SOCY7709: Quantitative Data Management

Instructor: Natasha Sarkisian

Processing Observations across Subgroups

1. Subgroup operations across multiple variables

Oftentimes, datasets include nested subcomponents – e.g., data on each child of each respondent, or on each person who helped with activities of daily living, or each recipient of financial assistance, or on organizations for which respondent volunteered, etc. Even though the entire dataset might not have a nested structure, these subcomponents are essentially nested – children within the respondent, etc. Such data are usually provided in separate variables for each lower level unit, e.g.:

R’s ID / Child 1 age / Child 1 gender / Child 2 age / Child 2 gender / Child 3 age / Child 3 gender
1
2
3

Different individuals might have different number of children, so, for example, if someone only has one child, then only child 1 columns will contain data; the following ones will be missing. When dealing with such data, we could either (1) conduct analyses on the level of individual à need to aggregate across variables or (2) conduct analyses on the level of lower level unit (here, child) à need to reshape the data into:

R’s ID / Child number / Child gender / Child age
1 / 1
1 / 2
1 / 3
2 / 1
2 / 2
2 / 3
3 / 1
3 / 2
3 / 3

In this long format, there will be rows with all child data missing since some people have less than 3 children; such blank rows need to be identified and deleted (we learned how to do that when discussing reshaping).

We will focus, however, on aggregating across variables when our goal is to have individuals as units of analysis. As we discussed earlier, when we are interested in creating new variables based on information that is stored in multiple columns in the dataset, we can use the many egen options that allow us to combine such information across columns in various ways.

This is a recap:

·  anycount(varlist), values(integer numlist) -- looks for a match across multiple variables and generates a count of variables among those in the varlist for which values are equal to any integer value in a supplied numlist. Values for any observations excluded by either if or in are set to 0 (not missing).

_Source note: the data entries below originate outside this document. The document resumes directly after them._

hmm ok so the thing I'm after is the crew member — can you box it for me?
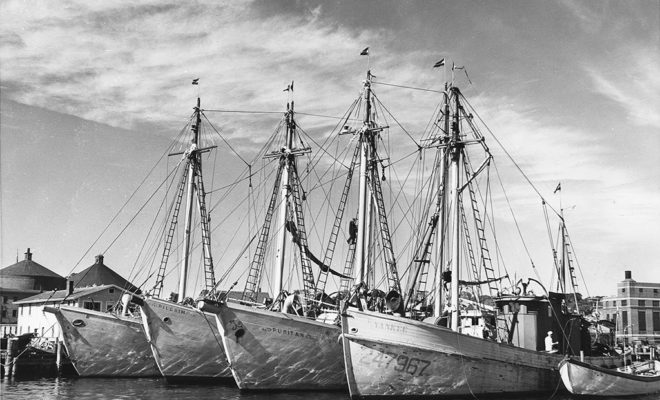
[545,331,558,353]
[348,218,358,244]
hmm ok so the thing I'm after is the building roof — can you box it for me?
[0,248,63,279]
[68,255,140,294]
[13,284,123,305]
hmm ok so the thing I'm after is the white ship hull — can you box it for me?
[208,301,346,390]
[45,306,159,377]
[341,309,620,398]
[559,358,660,396]
[140,297,231,381]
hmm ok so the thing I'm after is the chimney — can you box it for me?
[68,280,74,295]
[95,254,104,264]
[625,270,632,280]
[25,248,32,261]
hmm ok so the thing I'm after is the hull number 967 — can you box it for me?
[367,351,431,377]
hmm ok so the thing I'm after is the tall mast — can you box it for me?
[449,87,462,331]
[434,83,450,318]
[559,209,566,293]
[355,70,373,285]
[178,97,201,302]
[273,102,294,299]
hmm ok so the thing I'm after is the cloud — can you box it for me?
[0,0,388,133]
[583,47,660,129]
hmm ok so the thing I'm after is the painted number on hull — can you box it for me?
[369,352,431,377]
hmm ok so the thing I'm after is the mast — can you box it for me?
[355,70,373,285]
[449,87,462,331]
[273,102,294,299]
[178,97,201,302]
[559,209,566,294]
[433,83,450,318]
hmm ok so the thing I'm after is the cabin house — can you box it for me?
[0,249,67,336]
[13,284,128,339]
[12,254,141,340]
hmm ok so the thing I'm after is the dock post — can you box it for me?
[56,340,62,373]
[4,338,16,378]
[580,350,584,362]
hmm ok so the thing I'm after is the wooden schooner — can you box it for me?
[340,78,625,398]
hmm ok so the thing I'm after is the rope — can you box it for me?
[459,94,561,217]
[201,112,250,166]
[373,80,444,94]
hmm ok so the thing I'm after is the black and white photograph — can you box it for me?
[1,1,659,399]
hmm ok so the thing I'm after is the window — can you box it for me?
[653,300,659,307]
[622,311,628,328]
[612,300,617,307]
[639,300,646,307]
[639,311,647,333]
[2,296,7,303]
[622,300,628,306]
[20,306,23,316]
[109,288,115,294]
[639,288,644,293]
[622,288,626,293]
[83,301,101,311]
[12,310,17,318]
[654,289,658,294]
[106,302,114,312]
[1,310,6,318]
[653,312,660,332]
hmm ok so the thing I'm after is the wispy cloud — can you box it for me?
[583,47,660,129]
[0,1,387,132]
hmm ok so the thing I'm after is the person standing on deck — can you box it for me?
[545,331,558,353]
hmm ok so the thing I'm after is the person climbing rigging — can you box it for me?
[348,218,358,244]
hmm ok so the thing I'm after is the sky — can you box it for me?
[1,0,659,298]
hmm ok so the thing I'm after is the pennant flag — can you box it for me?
[452,62,464,70]
[283,81,294,92]
[192,78,199,85]
[464,68,472,84]
[433,58,445,68]
[360,47,369,56]
[554,182,561,193]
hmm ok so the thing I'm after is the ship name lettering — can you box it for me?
[261,326,315,339]
[371,321,406,334]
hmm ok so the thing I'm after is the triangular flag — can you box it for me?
[360,47,369,56]
[433,58,445,68]
[554,183,561,193]
[192,78,199,85]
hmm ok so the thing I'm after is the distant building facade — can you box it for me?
[600,270,660,345]
[13,284,128,339]
[11,254,142,339]
[0,249,67,336]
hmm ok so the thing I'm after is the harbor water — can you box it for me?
[1,377,658,400]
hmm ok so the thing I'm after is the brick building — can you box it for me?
[599,270,660,346]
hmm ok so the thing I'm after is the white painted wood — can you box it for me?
[213,301,346,390]
[140,297,231,380]
[559,358,660,396]
[341,308,622,397]
[45,306,158,377]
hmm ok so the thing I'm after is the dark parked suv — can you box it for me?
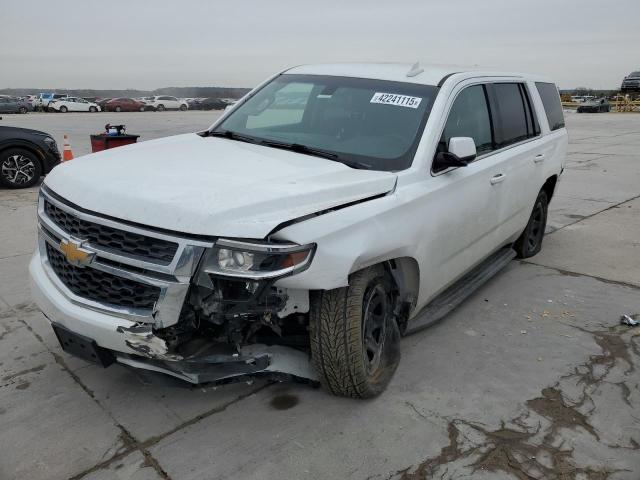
[0,126,61,188]
[621,71,640,92]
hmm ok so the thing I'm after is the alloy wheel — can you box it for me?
[1,154,36,185]
[527,201,544,253]
[362,283,389,375]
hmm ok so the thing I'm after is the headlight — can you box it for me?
[202,239,315,279]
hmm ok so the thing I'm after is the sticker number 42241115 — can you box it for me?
[370,92,422,109]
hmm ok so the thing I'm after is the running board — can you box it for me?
[405,247,516,334]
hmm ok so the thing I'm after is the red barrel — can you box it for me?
[90,134,139,153]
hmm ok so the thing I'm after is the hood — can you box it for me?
[44,133,397,238]
[0,126,50,137]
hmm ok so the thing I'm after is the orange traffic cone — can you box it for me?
[63,135,74,161]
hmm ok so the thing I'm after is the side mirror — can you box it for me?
[434,137,477,170]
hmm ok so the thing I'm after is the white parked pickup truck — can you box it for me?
[30,63,567,398]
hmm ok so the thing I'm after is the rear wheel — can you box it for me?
[139,106,145,112]
[513,190,548,258]
[0,148,42,188]
[114,106,121,112]
[310,265,401,398]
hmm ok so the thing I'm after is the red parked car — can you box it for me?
[104,98,147,112]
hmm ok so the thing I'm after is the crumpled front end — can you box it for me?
[30,185,318,385]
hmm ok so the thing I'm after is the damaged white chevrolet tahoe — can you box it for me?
[30,64,567,398]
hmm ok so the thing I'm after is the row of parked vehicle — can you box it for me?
[0,93,232,114]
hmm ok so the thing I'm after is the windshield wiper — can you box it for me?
[261,139,373,169]
[207,129,260,144]
[208,131,371,169]
[259,139,339,161]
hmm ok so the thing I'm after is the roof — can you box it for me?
[284,63,540,86]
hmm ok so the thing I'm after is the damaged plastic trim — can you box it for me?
[117,323,183,361]
[115,322,318,384]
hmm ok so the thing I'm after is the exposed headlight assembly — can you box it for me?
[202,239,316,279]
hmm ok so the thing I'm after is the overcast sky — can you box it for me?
[1,0,638,90]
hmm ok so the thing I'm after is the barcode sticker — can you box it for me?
[370,92,422,109]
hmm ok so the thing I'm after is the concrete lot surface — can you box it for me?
[1,111,639,479]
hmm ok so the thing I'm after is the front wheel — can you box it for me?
[513,190,548,258]
[156,104,165,111]
[114,106,121,112]
[89,106,97,112]
[179,104,187,111]
[309,265,401,398]
[19,106,28,114]
[59,106,68,113]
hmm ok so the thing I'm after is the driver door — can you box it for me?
[416,83,505,304]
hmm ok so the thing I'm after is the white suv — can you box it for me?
[30,64,567,398]
[145,95,188,111]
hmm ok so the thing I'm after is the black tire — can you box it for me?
[156,104,165,111]
[89,106,97,112]
[59,106,68,113]
[115,106,121,112]
[18,107,28,114]
[179,104,187,111]
[513,190,548,258]
[0,148,42,189]
[310,265,401,399]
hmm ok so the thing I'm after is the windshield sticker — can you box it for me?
[370,93,422,109]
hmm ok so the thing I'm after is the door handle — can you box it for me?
[534,154,546,164]
[490,173,506,185]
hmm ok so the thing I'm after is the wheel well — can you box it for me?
[542,175,557,203]
[383,257,419,305]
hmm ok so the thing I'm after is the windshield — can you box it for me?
[211,74,438,171]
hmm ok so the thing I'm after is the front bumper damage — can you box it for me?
[114,323,317,384]
[30,251,318,386]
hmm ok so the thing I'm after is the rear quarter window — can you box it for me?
[535,82,565,131]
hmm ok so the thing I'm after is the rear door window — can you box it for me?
[491,83,540,147]
[535,82,565,131]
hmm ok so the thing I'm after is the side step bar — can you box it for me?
[405,246,516,334]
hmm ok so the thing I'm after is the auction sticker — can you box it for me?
[370,92,422,108]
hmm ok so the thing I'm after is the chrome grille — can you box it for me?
[37,187,210,327]
[46,244,160,310]
[44,199,178,264]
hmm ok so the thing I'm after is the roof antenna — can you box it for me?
[406,62,424,78]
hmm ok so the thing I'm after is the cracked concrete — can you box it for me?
[0,111,639,479]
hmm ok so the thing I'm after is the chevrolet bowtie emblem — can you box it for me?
[59,239,95,267]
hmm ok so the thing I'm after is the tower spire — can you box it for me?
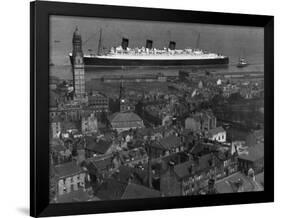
[71,26,85,99]
[97,28,103,55]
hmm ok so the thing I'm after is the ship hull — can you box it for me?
[70,55,229,67]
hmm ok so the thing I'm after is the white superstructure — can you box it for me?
[81,46,226,60]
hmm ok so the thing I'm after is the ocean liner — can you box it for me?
[69,28,229,67]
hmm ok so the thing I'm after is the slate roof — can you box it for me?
[95,179,128,200]
[74,138,85,150]
[50,90,59,108]
[56,189,92,203]
[150,141,164,150]
[238,143,264,162]
[113,165,147,184]
[50,138,64,147]
[92,140,112,154]
[246,129,264,146]
[54,161,83,178]
[159,135,181,150]
[255,172,264,187]
[61,120,79,131]
[87,155,114,172]
[119,147,148,164]
[85,136,96,147]
[173,153,218,180]
[50,139,66,152]
[110,112,142,123]
[250,129,264,140]
[50,115,63,123]
[121,183,161,199]
[208,126,225,136]
[110,112,144,129]
[85,136,112,154]
[189,143,206,155]
[215,172,259,193]
[81,110,93,119]
[95,178,161,200]
[174,160,195,179]
[198,153,217,171]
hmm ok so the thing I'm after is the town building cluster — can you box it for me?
[49,27,264,203]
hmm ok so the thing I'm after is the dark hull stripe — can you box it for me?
[70,55,229,67]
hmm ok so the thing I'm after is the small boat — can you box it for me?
[237,57,248,68]
[54,40,61,43]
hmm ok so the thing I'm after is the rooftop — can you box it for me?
[174,160,194,179]
[95,179,128,200]
[95,178,161,200]
[208,126,225,136]
[54,161,83,178]
[238,143,264,162]
[121,183,161,199]
[110,112,144,129]
[87,154,114,172]
[85,137,112,154]
[112,165,147,185]
[61,120,79,131]
[255,172,264,187]
[119,147,148,164]
[159,135,181,150]
[110,112,143,123]
[55,189,92,203]
[51,142,66,153]
[215,172,262,193]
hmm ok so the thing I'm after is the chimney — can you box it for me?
[121,38,129,50]
[146,40,153,50]
[248,168,255,181]
[146,143,153,188]
[208,178,215,194]
[147,158,152,188]
[169,41,176,50]
[168,160,175,172]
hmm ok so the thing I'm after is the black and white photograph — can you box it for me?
[0,0,279,217]
[49,15,265,203]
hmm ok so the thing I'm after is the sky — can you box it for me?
[50,15,264,66]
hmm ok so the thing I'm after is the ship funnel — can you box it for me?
[169,41,176,50]
[146,40,153,50]
[121,38,129,50]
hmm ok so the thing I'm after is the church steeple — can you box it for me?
[119,80,126,112]
[119,80,135,112]
[119,79,125,100]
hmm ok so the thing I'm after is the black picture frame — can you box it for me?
[30,1,274,217]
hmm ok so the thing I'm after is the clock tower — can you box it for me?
[72,27,85,99]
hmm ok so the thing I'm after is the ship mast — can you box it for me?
[97,28,103,55]
[196,33,201,49]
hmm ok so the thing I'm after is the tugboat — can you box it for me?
[237,57,248,68]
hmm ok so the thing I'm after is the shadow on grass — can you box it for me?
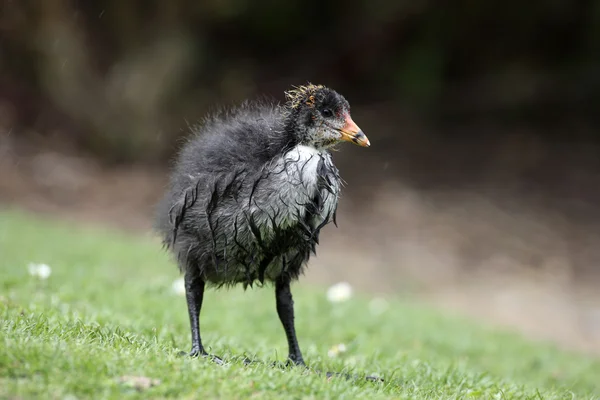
[177,351,386,384]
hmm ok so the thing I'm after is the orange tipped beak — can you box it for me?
[339,114,370,147]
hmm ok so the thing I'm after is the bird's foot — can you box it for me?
[268,357,305,370]
[286,360,306,368]
[177,346,205,358]
[178,347,224,365]
[286,355,305,368]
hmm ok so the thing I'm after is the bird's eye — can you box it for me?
[321,108,333,118]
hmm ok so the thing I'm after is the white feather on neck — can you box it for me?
[283,144,321,187]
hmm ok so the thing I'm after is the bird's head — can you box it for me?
[283,84,370,150]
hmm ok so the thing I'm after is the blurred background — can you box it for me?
[2,1,600,354]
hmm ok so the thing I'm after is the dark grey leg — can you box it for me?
[184,271,223,363]
[275,278,305,366]
[185,270,206,357]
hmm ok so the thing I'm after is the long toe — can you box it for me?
[208,354,224,365]
[326,371,352,380]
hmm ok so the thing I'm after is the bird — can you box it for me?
[155,83,370,366]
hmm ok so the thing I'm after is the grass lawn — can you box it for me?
[1,209,599,399]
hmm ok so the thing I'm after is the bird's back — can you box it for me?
[155,101,340,286]
[176,102,292,176]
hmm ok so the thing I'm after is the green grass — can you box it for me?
[1,209,599,399]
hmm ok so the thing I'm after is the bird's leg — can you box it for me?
[275,277,305,366]
[184,270,223,364]
[185,270,206,357]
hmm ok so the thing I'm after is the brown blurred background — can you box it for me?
[1,1,600,354]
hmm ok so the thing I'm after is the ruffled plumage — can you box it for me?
[155,88,341,288]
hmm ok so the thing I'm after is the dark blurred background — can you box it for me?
[2,1,600,353]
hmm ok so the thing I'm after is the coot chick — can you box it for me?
[155,83,370,365]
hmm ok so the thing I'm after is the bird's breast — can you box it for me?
[226,144,339,246]
[189,144,340,284]
[265,145,336,225]
[280,144,322,196]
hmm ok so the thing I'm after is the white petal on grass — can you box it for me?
[368,297,389,316]
[27,263,51,280]
[171,277,186,296]
[327,343,348,358]
[326,282,353,303]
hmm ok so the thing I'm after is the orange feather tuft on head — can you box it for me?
[284,83,325,109]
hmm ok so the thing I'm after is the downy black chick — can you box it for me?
[155,83,370,365]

·  anymatch(varlist), values(integer numlist) – same but generates a yes/no indicator; it is 1 if any variable in varlist is equal to any integer value in a supplied numlist and 0 otherwise. Values for any observations excluded by either if or in are set to 0 (not missing).

·  rowfirst(varlist) -- gives the first nonmissing value in varlist for each observation (row).

·  rowlast(varlist) -- gives the last nonmissing value in varlist for each observation (row).

·  rowmin(varlist) -- gives the minimum value in varlist for each observation (row).

·  rowmax(varlist) -- gives the maximum value (ignoring missing values) in varlist for each observation (row).

·  rowmean(varlist) – gives the mean for each observation across variables; great for creating individual scores for multi-item scales. It ignores missing values: for example, if three variables are specified and, in some observations, one of the variables is missing, in those observations the new variable will contain the mean of the two variables that do exist. Other observations will contain the mean of all three variables.

·  rowsd(varlist) – gives the (row) standard deviations of the variables in varlist, ignoring missing values.

·  rowmedian(varlist) – similar to mean, but gives a median.

·  rowpctile(varlist) [, p(#)] – similar to median but gives the #th percentile of values across the variables specified. If p() is not specified, p(50) is assumed, meaning medians, which is the same as rowmedian option.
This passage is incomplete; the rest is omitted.